まるで五木寛之の『蒼ざめた馬を見よ』みたいな話じゃないか。「自由の国」アメリカでこんな経緯で持ち込まれた原稿がボツにされるなんて、あってはならない――、ハーパー&ローの編集部はそんな使命感にも似た思いで真っ赤に燃え上がったと考えよう。そして、なんとかいい方法がないものかと編集部員が頭を悩ませる中、誰かがとんでもないことを思いついた――だったら『証言』は〝偽書〟として出版すればいい……。
イリーナ・ショスタコーヴィチが『証言』の出版を差し止めることができるのは、同書が真書であった場合のみ。その場合、彼女は同書の正当な著作権所有者となるわけだから、彼女の了解を得ない出版はできない、ということになる。でも、『証言』が〝偽書〟だったら? その場合、そんな権利は彼女には生じない。だって、その場合、ドミートリイ・ショスタコーヴィチはその本とは何の関係もない、ということになるのだから。当然、著作権も発生しない。必然的にドミートリイ・ショスタコーヴィチの未亡人であるイリーナ・ショスタコーヴィチは『証言』に対するいかなる権利も有さない――ということになる。結果、ハーパー&ローは堂々と『証言』を出版することができる……。
実はA Shostakovich Casebookを読むと、件の記事の著者(無署名)は「ショスタコーヴィチの相続人は本作品にいかなる権利も有せず、彼らの許諾は本作の出版には必要ない」というハーパー&ロー側の回答を受けて「出版社でさえ〝回想録〟の信憑性を信じていないのは明らかである」と結論づけている。
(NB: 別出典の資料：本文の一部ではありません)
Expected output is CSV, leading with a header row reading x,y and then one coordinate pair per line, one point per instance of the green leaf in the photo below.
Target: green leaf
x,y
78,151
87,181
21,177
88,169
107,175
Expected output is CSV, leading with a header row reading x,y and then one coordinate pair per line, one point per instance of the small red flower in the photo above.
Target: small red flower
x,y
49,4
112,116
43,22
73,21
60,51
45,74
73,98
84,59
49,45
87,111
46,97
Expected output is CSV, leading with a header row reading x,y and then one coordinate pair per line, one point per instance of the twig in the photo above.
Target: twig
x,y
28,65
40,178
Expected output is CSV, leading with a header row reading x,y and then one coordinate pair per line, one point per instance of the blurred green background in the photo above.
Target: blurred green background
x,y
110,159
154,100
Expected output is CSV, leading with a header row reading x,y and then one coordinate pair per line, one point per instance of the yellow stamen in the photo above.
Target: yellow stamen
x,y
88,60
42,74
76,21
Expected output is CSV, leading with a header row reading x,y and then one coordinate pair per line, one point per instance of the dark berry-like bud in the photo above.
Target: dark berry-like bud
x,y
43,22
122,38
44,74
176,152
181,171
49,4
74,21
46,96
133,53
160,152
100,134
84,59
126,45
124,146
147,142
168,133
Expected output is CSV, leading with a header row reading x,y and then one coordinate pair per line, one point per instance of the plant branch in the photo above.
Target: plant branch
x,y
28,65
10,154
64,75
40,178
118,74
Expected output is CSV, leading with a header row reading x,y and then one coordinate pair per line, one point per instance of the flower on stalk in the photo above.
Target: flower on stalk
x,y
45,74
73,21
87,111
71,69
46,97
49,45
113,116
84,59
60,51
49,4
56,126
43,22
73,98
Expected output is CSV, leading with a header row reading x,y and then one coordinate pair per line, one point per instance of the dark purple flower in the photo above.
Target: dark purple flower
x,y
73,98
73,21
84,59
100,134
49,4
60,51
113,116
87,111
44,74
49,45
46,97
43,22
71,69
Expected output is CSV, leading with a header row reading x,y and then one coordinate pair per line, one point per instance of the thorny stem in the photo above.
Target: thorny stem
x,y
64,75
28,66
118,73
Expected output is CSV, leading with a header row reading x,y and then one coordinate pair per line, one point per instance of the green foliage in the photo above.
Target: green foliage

この反応は、ハーパー&ローの側からすれば願ったり叶ったり。もしイリーナ・ショスタコーヴィチもそういうふうに受け取ってくれるのならば、『証言』出版に向けた最大の障害は取り除かれたと言っていい。実際、以後、イリーナ・ショスタコーヴィチは『証言』を偽書として非難することはあっても、その出版差し止めを求める訴訟はついぞ提起することはなかった。そして、今日でも『証言』は世界の図書市場で流通しつづけている。そんなことがなぜ可能だったかといえば、それは『証言』の信憑性をめぐって激しい論争が繰り広げられ、しかもその論争は偽書派の有利で推移している――という、この40年間に渡る状況があったればこそ。もしそうじゃなかったら『証言』はとっくに書店から姿を消していただろう。で、そう考えるならば、なぜハーパー&ローの編集部が『証言』の発売2週間前というタイミングでヘンリー・オルロフにレビューを依頼し、『証言』のタイプ原稿を見せたのか? という疑問にも1つの答が見えてくるような。ハーパー&ローの編集部はヘンリー・オルロフに〝発見〟してほしかったのではないか、『証言』の信憑性に疑問を抱かざるをえないようなタイプ原稿の孕む疑問点に。そして、そのことを外部に訴え、『証言』の信憑性をめぐる大論争を巻き起こしてほしい……。当然のことながら彼らだってヴォルコフが持ち込んだタイプ原稿には到底、見逃すことのできない疑問点があることは承知していたはず。なにしろ彼らは出版のプロなんだから。気がつかないはずはない。気がついていながら、それを外部の人間に見せているのだ。そのふるまいの背後にはなにか特別の意図が潜んでいたと考えるのは理の当然。彼らは、間違いなく、ヘンリー・オルロフに、『証言』のタイプ原稿が孕む重大な疑問点を〝発見〟してほしかったのだ。そして、彼らの狙いは、達成された。ヘンリー・オルロフはレビューにおいて見事にタイプ原稿が孕む疑問点を指摘してみせたのだから。しかし、彼らがヘンリー・オルロフにかけたもう1つの期待――その疑問点を外部に訴えてほしい、そして信憑性をめぐる論争を巻き起こしてほしい――という狙いは達成されなかった。彼らの読みとしては↑で記したような厳しい守秘義務を課せば、逆に人は外に洩らしてしまうもの――。しかし、意外にも(?)オルロフは約束を守った。いや、実際にはオルロフは1979年9月に受けたBBCのインタビューでこのことを語っている(当人の弁によれば、親交のあったBBCの特派員との非公式な電話インタビューを勝手に放送されたものだという)。しかし、それがきっかけでアメリカ国内で論争が巻き起こるということにはならなかった。ところが、天網恢々疎にして漏らさず。事前にハーパー&ローの編集部が予想だにしていなかったことが起きた。それがローレル・E・ファーイによる〝告発〟。多分、ハーパー&ローの編集部も『証言』に既存記事の使い回しが含まれていることは把握していなかったんじゃないかなあ。よほどショスタコーヴィチに詳しいものでなければ、ソビエト国内で発行された新聞・雑誌に寄稿された記事なんて知らないでしょう。実際、ショスタコーヴィチの権威とされたヘンリー・オルロフだってこれについては見抜けなかったわけだから。だから、ハーパー&ローとしては、ローレル・E・ファーイによる指摘は相当のサプライズだったに違いない。へえ、ソロモン・ヴォルコフはそんなことまでやっていたのか……。しかし、これによって『証言』はその信憑性をめぐる大論争の中に投げ込まれることになった。『証言』の編集スタッフはこのことを嘆いたのか、それとも……。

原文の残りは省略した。